Inglaterra vuelve a conquistar a los Estados Unidos a través de la pareja real

U.S.A. DI Y CARLOS U.S.A. DI Y CARLOS
Doscientos nueve años después de la independencia de Estados Unidos, los británicos lograron en solo 4 días la recuperación de esas tierras causando más estragos que los-casionados por los Beatles 20 años atrás.
Un atlético caballero de 36 años y una mujer, una delgada y sofísticada rubia de 24, enloquecieron a millones de norteamericanos que siguieron paso a paso, antes, durante y después, un breve y perfecto itinerario protagonizado por quienes eran llamados simplemente por sus nombres de Carlos y Diana.
En carátulas de Life, Times, Newsweek, T. V. Cuide, Star, National Enquirer, People, la primera página de todos los periódicos, el mejor tiempo en noticieros y programas de televisión y radio, llegaron a provocar tal saturación que, en una encuesta realizada por el periódico USA Today, se pedía a esa misma reducir el tono y el volumen de las informaciones en torno de la pareja real, mientras los chismes, los rumores, los malentendidos y las simples referencias de mal gusto también aumentaban en virulencia con un artículo del Laline Cay que pedía más justicia y juego limpio con los dos jóvenes acusados.

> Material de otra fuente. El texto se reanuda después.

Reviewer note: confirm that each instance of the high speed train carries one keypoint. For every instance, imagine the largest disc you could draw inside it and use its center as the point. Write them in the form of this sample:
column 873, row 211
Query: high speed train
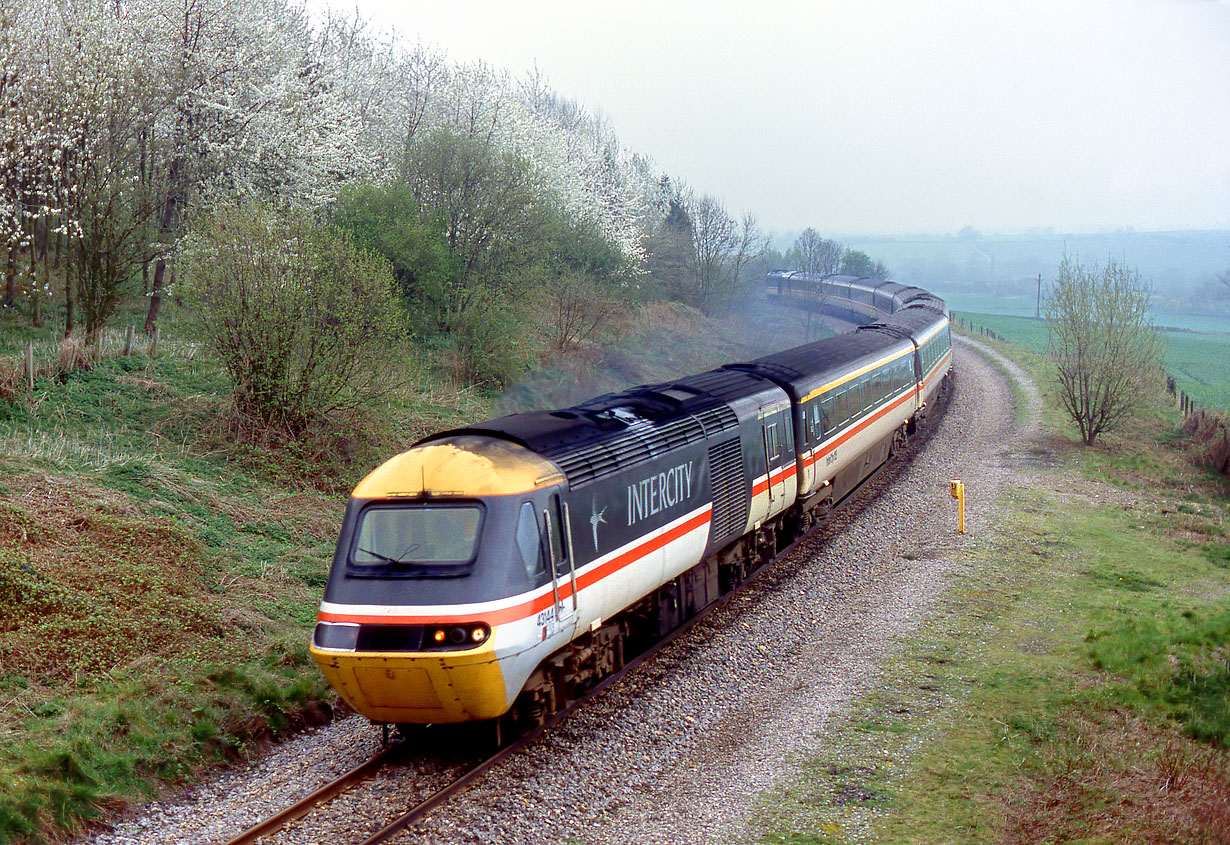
column 495, row 571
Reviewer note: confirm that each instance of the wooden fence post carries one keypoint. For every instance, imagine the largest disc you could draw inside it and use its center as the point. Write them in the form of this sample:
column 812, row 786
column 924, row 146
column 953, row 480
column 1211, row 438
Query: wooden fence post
column 28, row 365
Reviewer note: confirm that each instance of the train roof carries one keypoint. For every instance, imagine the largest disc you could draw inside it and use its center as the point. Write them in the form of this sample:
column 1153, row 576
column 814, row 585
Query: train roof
column 609, row 433
column 802, row 368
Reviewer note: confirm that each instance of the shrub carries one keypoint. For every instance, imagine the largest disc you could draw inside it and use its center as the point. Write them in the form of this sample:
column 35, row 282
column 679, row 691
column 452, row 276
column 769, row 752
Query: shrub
column 306, row 324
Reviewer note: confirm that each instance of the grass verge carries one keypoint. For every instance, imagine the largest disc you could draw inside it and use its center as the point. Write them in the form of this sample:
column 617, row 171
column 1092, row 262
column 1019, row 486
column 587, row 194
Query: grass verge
column 1071, row 685
column 161, row 562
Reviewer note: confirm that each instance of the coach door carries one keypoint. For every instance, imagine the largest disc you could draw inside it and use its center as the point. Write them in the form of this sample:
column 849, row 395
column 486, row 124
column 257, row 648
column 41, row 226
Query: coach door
column 559, row 545
column 773, row 444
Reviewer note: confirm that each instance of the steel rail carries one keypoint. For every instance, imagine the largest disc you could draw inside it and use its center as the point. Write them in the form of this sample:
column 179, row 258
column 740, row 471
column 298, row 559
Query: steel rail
column 324, row 795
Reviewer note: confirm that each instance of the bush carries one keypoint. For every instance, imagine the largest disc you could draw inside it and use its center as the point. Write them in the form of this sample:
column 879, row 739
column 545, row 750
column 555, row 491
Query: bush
column 306, row 324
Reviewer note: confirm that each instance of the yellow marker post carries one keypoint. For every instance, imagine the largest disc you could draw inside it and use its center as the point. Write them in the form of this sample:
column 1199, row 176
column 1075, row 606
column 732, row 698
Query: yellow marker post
column 958, row 492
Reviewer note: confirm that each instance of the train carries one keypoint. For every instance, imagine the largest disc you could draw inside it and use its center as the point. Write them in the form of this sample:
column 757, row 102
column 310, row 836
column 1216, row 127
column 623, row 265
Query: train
column 493, row 572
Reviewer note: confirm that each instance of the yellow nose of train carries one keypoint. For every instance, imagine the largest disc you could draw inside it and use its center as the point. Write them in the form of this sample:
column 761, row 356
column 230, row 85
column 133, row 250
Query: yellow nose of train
column 417, row 624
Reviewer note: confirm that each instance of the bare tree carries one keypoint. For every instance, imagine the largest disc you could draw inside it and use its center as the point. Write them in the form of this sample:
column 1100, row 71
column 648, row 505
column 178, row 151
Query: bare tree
column 1106, row 352
column 721, row 247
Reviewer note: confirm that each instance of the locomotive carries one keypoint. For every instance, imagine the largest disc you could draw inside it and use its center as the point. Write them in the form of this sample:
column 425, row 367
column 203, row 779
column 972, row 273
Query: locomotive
column 495, row 571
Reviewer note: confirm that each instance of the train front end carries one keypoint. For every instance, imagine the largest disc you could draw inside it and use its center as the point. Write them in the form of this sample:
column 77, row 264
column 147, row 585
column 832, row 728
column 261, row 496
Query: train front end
column 429, row 613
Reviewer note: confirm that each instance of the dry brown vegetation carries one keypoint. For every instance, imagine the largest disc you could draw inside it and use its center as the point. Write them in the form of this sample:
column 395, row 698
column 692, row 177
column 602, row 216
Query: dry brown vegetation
column 1124, row 779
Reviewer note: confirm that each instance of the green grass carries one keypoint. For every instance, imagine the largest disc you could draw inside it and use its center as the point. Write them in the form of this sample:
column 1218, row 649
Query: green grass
column 1073, row 682
column 1199, row 362
column 161, row 566
column 1070, row 653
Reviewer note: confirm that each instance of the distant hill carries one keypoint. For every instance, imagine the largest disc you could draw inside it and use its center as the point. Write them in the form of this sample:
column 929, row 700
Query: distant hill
column 1176, row 262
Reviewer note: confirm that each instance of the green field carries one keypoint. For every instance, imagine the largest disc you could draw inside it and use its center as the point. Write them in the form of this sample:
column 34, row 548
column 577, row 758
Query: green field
column 1198, row 361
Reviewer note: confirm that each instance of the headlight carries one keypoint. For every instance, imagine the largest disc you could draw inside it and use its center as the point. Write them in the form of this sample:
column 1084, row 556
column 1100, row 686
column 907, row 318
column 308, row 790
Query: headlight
column 337, row 636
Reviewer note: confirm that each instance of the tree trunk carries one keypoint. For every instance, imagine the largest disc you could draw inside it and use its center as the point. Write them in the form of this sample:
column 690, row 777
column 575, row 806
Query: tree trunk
column 10, row 278
column 69, row 300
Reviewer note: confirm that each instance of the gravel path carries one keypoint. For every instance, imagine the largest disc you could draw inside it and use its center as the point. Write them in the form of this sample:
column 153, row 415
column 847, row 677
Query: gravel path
column 680, row 750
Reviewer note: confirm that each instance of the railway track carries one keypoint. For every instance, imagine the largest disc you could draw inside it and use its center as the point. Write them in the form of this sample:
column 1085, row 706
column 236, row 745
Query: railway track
column 471, row 773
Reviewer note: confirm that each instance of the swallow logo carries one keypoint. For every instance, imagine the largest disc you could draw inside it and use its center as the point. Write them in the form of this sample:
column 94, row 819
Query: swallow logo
column 595, row 517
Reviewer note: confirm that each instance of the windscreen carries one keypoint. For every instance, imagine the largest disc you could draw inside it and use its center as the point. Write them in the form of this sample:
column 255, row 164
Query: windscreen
column 420, row 535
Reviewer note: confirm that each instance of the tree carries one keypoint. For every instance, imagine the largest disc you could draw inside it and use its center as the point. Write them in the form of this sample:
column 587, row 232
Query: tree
column 816, row 255
column 1106, row 353
column 720, row 249
column 304, row 321
column 856, row 262
column 386, row 220
column 488, row 207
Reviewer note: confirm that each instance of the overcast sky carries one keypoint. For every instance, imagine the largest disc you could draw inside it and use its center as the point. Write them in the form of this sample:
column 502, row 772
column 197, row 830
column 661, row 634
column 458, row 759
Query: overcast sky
column 870, row 117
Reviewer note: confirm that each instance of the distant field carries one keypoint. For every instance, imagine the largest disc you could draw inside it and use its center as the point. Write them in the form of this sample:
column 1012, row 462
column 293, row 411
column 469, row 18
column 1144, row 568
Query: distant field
column 1198, row 361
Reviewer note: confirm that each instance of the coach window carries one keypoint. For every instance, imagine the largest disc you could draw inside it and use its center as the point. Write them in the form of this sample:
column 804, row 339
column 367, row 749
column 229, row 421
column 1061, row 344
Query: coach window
column 529, row 541
column 771, row 440
column 555, row 530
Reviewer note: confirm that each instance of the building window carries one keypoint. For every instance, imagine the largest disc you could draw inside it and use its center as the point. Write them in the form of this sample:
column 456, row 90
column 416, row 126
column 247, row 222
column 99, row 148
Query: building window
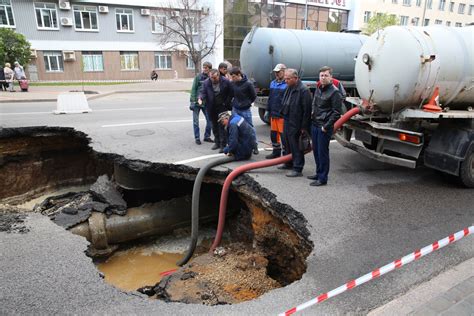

La presión llegó a tal grado que el Palacio Real se vio ligado, varias semanas atrás, a organizar una entrevista en la televisión británica con el fin de que Carlos y Diana, con lenguaje sencillo y comportándose como una pareja común y corriente, le contaran a los asombrados espectadores que sus relaciones andan bien, que ella no es tan dominante como dicen, que no le ha cambiado los gustos al marido, que no se enloquece con las compras y con la ropa, que no está enferma, que su delgadez se debe al exsesivo ejercicio que hace diariamente, que ahora come menos carne que antes, que de vez en cuando tienen discusiones, que Carlos no ha intentado comunicarse con su asesinado tío y padrino lord Mounbatten.
Sir Richard Attenborugh, el director de la película "Gandhi", fue el asesor de un reportaje visto por más de 20 millones de personas y que ha sido reproducido parcialmente en la televisión norteamericana.
En medio de tantas tensiones, tantos chismes, tantos artículos e informaciones falsas, Carlos y Diana estuvieron 4 días sonriendo, comiendo, caminando, visitando, saludando, brindando, hablando y hasta cansandose: la histeria de la televisión llegó a tal grado, que una de las cadenas colocó un camarógrafo especial para que siguiera los pasos de la pareja y por eso, en varias ocasiones, los televidentes descubrieron que Diana, como cualquier turista exhausto, torcía uno de sus pies.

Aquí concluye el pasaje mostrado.